Sein Gebrüll belästigte Madame Catherine, die zu denken hatte. Außerdem fürchtete sie für ihre Sicherheit: ihre Tochter, wenn sonst niemand, war imstande, es ihrer maskenhaften Miene anzusehen. Bereitwillig begrüßte die Mutter das liebe Mädchen und wies ihm den gewohnten Hocker an. Was Margot übrigens war, sie blieb ein Mutterkind und hockte am liebsten nahe beim Rock der Alten, um, beide Hände in die Haare gewühlt, große Lederbände zu lesen, davon drückten immer gleich mehrere ihre Knie. Gemäß der Gewohnheit nahm sie die Bücher vom Tisch, blätterte wohl auch mit den Fingern, während aber ihre Augen darüber hinweg und vom einen zum andern gingen.
Karl der Neunte wurde inzwischen betroffen von der dunklen Tatsache, daß sein unzusammenhängender Lärm nichts ausrichtete gegen die alte Frau, die ihm nur zusah. Er beschloß, furchtbarer und genauer zu sein. Er streckte den Hals weit vor, sein rötlicher Schnurrbart hing herab, und auch die Hände ließ er schaukeln, aber es waren Fäuste. So prüfte er aus den Augenwinkeln, wie gefährlich seine Mutter ihm noch werden konnte.
«Hast du gut geschlafen, Mutter?»
«Dein Fest verlief geräuschvoll, mein Sohn.»
«Trotzdem warst du schon früh wieder auf und mit dir einige andere, besonders mein Bruder d’Anjou. Ich bin unterrichtet. Eure Pläne sind gegen mich — sind staatsgefährlich, sonst wäre ihr Schauplatz nicht ein Ort, in den man hinabsieht wie in die Unterwelt.»
«Das scheint nur so, mein Sohn, wenn man auf einer Leiter steht.»
«Du leugnest nicht, Mutter, und tust gut daran; denn die Person, die euch überrascht hat, wäre bereit, alles nochmals zu berichten in deiner Gegenwart.»
«Ich glaube es nicht.»
Der Sohn hörte: Du bist ein Narr. Die Tochter begriff: Sie lebt nicht mehr. Einen Augenblick neigte Margot sich in ihr Buch, indessen Karl einen Anfall bekam. Er werde seinen Bruder d’Anjou verhaften lassen, so schrie er. Die eigene Mutter trachte ihm nach dem Leben und wolle den anderen auf den Thron erheben. «Ich aber hole meine Protestanten zu Hilfe. Ich werde nur noch regieren mit dem Herrn Admiral Coligny!» rief er knabenhaft, bei eigenem Grauen vor so viel Kühnheit. Die Wirkung entsprach denn auch den schlimmsten Befürchtungen: seine Mutter weinte. Madame Catherine wandte Steigerungen an. Zuerst stieß sie mit den kurzen Armen um sich. Langsam verwandelte ihr großes, schweres Gesicht sich in das unschuldige eines kleinen, verzweifelten Mädchens. Hierauf bedeckte sie es mit den Fingerchen, zwischen denen sie aber hindurchspähte, und dabei winselte sie. Immer höher und schriller winselte sie, ohne daß über die Fingerchen der kleinste Wassertropfen rann.

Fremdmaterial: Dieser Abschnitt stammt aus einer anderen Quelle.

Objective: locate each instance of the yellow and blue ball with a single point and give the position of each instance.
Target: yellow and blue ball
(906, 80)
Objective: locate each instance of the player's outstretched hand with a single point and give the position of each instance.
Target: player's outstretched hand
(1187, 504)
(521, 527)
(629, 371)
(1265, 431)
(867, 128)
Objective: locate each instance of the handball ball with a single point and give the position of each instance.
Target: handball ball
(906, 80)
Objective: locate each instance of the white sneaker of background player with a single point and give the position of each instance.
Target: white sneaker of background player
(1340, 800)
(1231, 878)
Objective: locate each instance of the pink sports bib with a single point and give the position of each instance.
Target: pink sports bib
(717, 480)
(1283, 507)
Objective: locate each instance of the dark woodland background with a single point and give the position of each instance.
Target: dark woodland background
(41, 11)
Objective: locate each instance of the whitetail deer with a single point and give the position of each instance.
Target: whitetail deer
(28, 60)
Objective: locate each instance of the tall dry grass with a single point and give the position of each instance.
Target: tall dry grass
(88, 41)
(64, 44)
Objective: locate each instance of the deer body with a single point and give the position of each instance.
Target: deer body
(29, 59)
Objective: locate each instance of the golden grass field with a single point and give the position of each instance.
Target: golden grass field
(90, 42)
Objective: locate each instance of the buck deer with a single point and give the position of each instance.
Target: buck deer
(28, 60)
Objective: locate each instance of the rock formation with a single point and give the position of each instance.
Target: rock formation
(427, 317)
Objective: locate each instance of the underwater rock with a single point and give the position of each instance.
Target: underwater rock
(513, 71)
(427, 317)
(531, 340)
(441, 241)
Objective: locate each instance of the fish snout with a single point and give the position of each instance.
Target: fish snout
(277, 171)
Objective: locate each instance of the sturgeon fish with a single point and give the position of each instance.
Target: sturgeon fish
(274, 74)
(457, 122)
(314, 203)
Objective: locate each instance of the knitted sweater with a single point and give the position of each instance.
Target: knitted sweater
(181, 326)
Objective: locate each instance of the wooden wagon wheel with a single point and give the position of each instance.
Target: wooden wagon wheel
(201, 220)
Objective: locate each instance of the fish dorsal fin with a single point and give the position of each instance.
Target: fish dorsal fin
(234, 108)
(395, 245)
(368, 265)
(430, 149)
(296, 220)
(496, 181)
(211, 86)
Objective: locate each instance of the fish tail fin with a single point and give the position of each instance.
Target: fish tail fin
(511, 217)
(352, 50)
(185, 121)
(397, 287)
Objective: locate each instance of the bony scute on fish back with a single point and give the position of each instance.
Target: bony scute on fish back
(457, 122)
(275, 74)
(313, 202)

Madame Catherine konnte alles anschaulich machen, nur Tränen nicht. Karl bemerkte, was ihr gelang. Das andere sah Margot.
Unter Schluchzen brachte die alte Frau hervor:
«Erlauben Sie mir, Sire, daß ich mich in mein Heimatland zurückziehe! Längst zittere ich für mein Leben. Ihr Vertrauen gehört meinen geschworenen Feinden.»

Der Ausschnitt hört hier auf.